Though its origin is unclear, it’s probable that BA.4.6 is a recombinant variation. When two SARS-CoV-2 (the virus that causes COVID-19) variants infect the same individual simultaneously, recombination occurs.

Although BA.4.6 and BA.4 are quite similar, BA.4.6 has a mutation in the spike protein, which is a protein on the surface of the virus that permits it to enter our cells. The R346T mutation has been observed in various variations and is linked to immune evasion, assisting the virus in eluding antibodies produced by immunization and past infection.

Infectiousness, severity, and immune evasion
Thankfully, omicron infections typically result in less severe sickness, and compared to prior types, omicron has resulted in fewer fatalities. This should also apply to BA.4.6, as expected. There haven’t been any reports of this variety producing more severe symptoms, in fact.

However, omicron subvariants are also known to be more transmissible than earlier variations. The currently prevailing variety, BA.5, does not appear to be as effective at avoiding the immune system as BA.4.6 does. This information is supported by other newly available data, despite being based on a preprint (a study that has not yet undergone peer review).

Early estimates indicate BA.4.6 has a 6.55 percent relative fitness advantage over BA.5 in England, according to the UKHSA report. This suggests that BA.4.6 has a faster growth rate than BA.5 and replicates more quickly in the early phases of infection.

Compared to BA.5, which has a relative fitness advantage of between 45 and 55 percent over BA.2, BA.4.6’s advantage is much smaller.

According to research from the University of Oxford, those who received the original COVID vaccine from Pfizer three times create fewer antibodies in response to BA.4.6 than to BA.4 or BA.5. This raises the possibility that COVID vaccines may not be as effective against BA.4.6, which is concerning.

The new bivalent boosters, which explicitly target omicron along with the original strain of SARS-CoV-2, may, however, to some extent address BA.4.6’s ability to circumvent immunization.

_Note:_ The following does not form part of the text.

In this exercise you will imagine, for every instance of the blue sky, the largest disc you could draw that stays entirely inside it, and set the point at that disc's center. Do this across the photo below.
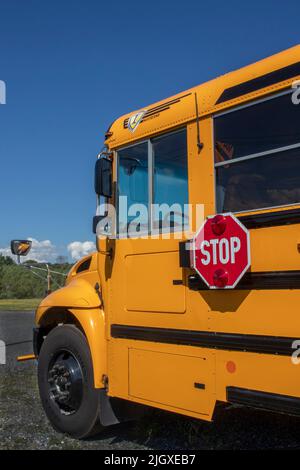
(73, 66)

Only time will tell.

A preprint study reveals that BA.4.6 is resistant to Evusheld, an antibody therapy meant to protect those with impaired immune systems who don’t respond well to COVID vaccinations.

A recent study demonstrated that in animal models, a multivalent coronavirus vaccine generated a potent immune response against the original strain of SARS-CoV-2 as well as two variations of concern.

It is imperative to closely watch emerging varieties, such as BA.4.6, as they may trigger the next COVID pandemic. It will benefit the general public to exercise caution and abide by any public health regulations put in place to stop the spread of the virus, which is still quite dangerous.